Revision 1 as of 2009-11-20 16:37:30

Clear message

The current method by which users can configure UEC/EC2 images is via 'user-data'. user-data that begins with #! is executed by the appropriate interpreter at S99 runlevel. This is a very effect method for customization but one that requires a fair amount of expertise to utilize.

It would be nice to provide a config file like syntax that would allow: - what mirrors to use / what additional repos to add - whether or not updates are installed on first boot - ssh private keys to use (allowing user to dictate them, rather than polling for random keys from ec2-console) - extra packages to install

Note: this differs from server-lucid-ec2-boothooks [1] as this would provide only for specific/static function. [1] would provide a hook into the images that could allow for building this blueprint.
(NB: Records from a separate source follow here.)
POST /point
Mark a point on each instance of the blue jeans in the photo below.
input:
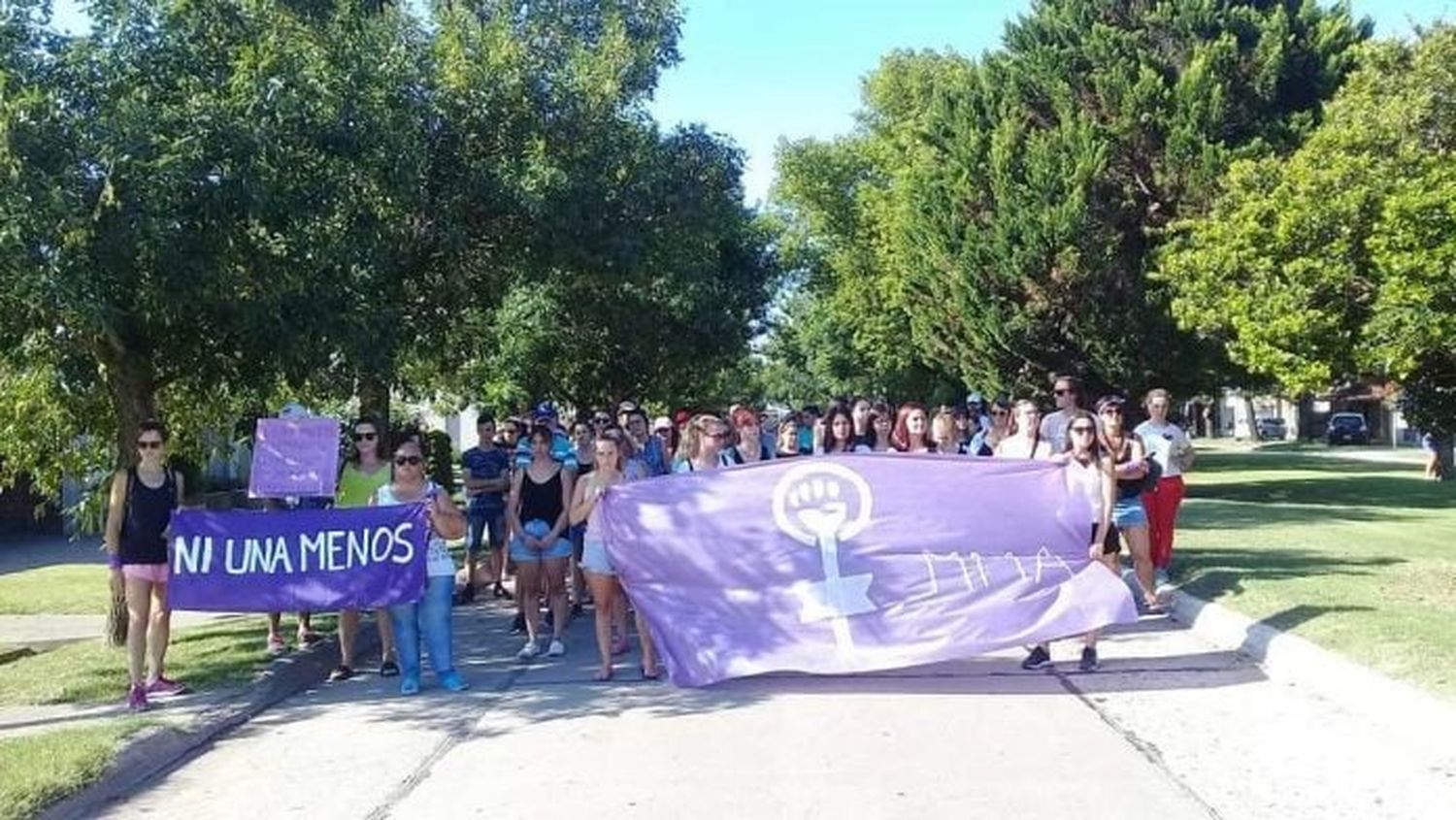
(431, 616)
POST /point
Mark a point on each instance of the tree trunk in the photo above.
(373, 392)
(133, 386)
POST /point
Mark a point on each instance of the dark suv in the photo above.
(1347, 429)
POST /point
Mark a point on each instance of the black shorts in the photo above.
(1112, 543)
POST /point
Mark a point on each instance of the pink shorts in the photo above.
(154, 573)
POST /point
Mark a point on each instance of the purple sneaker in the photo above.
(137, 700)
(163, 688)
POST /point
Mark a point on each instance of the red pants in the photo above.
(1162, 513)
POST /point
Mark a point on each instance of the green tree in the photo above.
(1005, 210)
(1340, 261)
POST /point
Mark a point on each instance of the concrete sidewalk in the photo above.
(1171, 727)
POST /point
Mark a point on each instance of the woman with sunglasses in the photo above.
(788, 439)
(428, 618)
(582, 438)
(541, 497)
(139, 514)
(839, 430)
(1089, 474)
(702, 444)
(600, 574)
(986, 439)
(363, 476)
(881, 424)
(911, 433)
(1025, 441)
(946, 435)
(1130, 465)
(750, 447)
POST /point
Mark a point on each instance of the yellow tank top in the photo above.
(355, 487)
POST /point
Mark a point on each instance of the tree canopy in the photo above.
(1340, 261)
(210, 207)
(993, 220)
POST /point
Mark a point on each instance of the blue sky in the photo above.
(763, 70)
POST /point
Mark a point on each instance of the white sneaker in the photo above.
(529, 651)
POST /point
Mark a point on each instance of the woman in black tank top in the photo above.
(139, 513)
(536, 514)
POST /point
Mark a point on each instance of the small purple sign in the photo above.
(297, 560)
(859, 563)
(294, 458)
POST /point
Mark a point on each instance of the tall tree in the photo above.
(1340, 261)
(1007, 209)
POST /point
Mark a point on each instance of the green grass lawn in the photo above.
(38, 770)
(90, 672)
(66, 589)
(1357, 557)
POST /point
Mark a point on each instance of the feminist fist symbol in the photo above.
(811, 505)
(818, 508)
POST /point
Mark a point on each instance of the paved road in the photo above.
(1171, 729)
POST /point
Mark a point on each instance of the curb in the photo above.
(1289, 659)
(153, 753)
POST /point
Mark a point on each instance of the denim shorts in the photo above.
(486, 531)
(594, 558)
(538, 528)
(1129, 513)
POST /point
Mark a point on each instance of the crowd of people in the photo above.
(532, 485)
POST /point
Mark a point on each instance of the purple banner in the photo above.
(297, 560)
(862, 563)
(294, 458)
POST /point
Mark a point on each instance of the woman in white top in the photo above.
(1089, 474)
(1025, 441)
(427, 618)
(1167, 444)
(605, 590)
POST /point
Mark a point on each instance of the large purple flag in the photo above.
(861, 563)
(297, 560)
(294, 458)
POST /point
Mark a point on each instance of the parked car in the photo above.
(1270, 429)
(1347, 429)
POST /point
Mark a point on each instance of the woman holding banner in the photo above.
(1025, 441)
(430, 616)
(536, 513)
(600, 574)
(702, 444)
(364, 474)
(911, 433)
(137, 519)
(1089, 474)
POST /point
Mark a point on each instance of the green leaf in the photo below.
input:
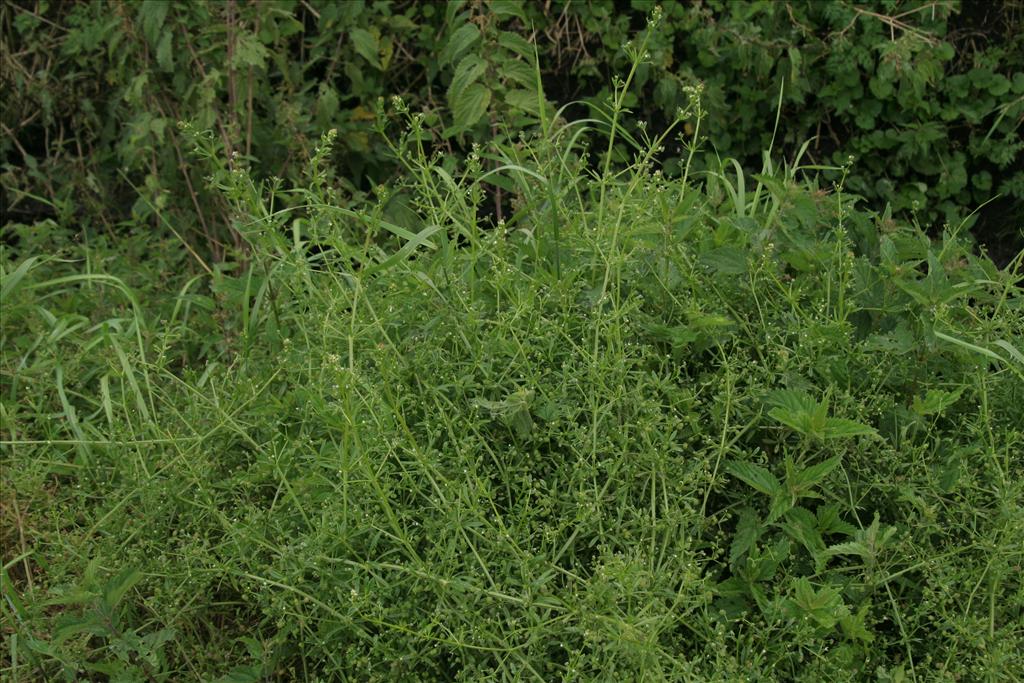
(165, 51)
(849, 548)
(153, 14)
(842, 428)
(801, 525)
(755, 476)
(460, 41)
(810, 476)
(470, 105)
(523, 99)
(120, 585)
(748, 530)
(936, 400)
(367, 45)
(516, 43)
(468, 71)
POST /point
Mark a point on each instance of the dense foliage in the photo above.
(928, 97)
(581, 402)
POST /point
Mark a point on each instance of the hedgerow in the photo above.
(928, 97)
(647, 427)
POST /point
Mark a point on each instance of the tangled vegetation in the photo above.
(581, 402)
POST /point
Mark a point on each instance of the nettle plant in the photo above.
(641, 428)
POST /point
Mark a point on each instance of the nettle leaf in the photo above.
(460, 41)
(802, 526)
(749, 529)
(801, 413)
(824, 606)
(468, 71)
(936, 400)
(811, 476)
(523, 99)
(367, 45)
(516, 43)
(153, 13)
(755, 476)
(841, 428)
(165, 51)
(470, 105)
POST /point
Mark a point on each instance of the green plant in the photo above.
(642, 429)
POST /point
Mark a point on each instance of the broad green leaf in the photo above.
(153, 13)
(1011, 349)
(748, 529)
(516, 43)
(468, 71)
(165, 51)
(801, 525)
(936, 400)
(522, 99)
(460, 41)
(755, 476)
(367, 45)
(842, 428)
(810, 476)
(470, 105)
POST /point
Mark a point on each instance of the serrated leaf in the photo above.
(523, 99)
(842, 428)
(470, 105)
(748, 529)
(797, 421)
(801, 525)
(460, 41)
(367, 45)
(755, 476)
(809, 476)
(468, 71)
(516, 43)
(165, 51)
(1011, 349)
(153, 13)
(521, 74)
(849, 548)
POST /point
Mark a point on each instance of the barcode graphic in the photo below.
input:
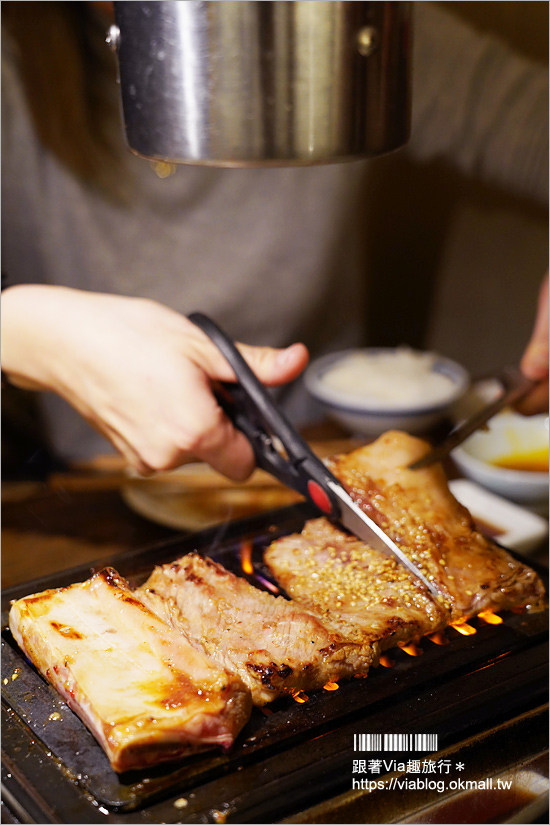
(395, 742)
Problems with the status quo

  • writing shell scripts is complex, easy to screw up -- simple things should be simple
  • only 64k of user data can be passed
  • maintenance issues

Use cases

  • package installation (Ubuntu repositories) *simple*
    • including tasks
    • add specific apt repositories
  • package installation (custom repositories) *simple*
  • install latest updates *simple*
  • Pass more than 64k of user data
    • landscape (registration data)
    • puppet (bootstrap (certificate/private key, autoregistration))
    • rightscale (rightscripts)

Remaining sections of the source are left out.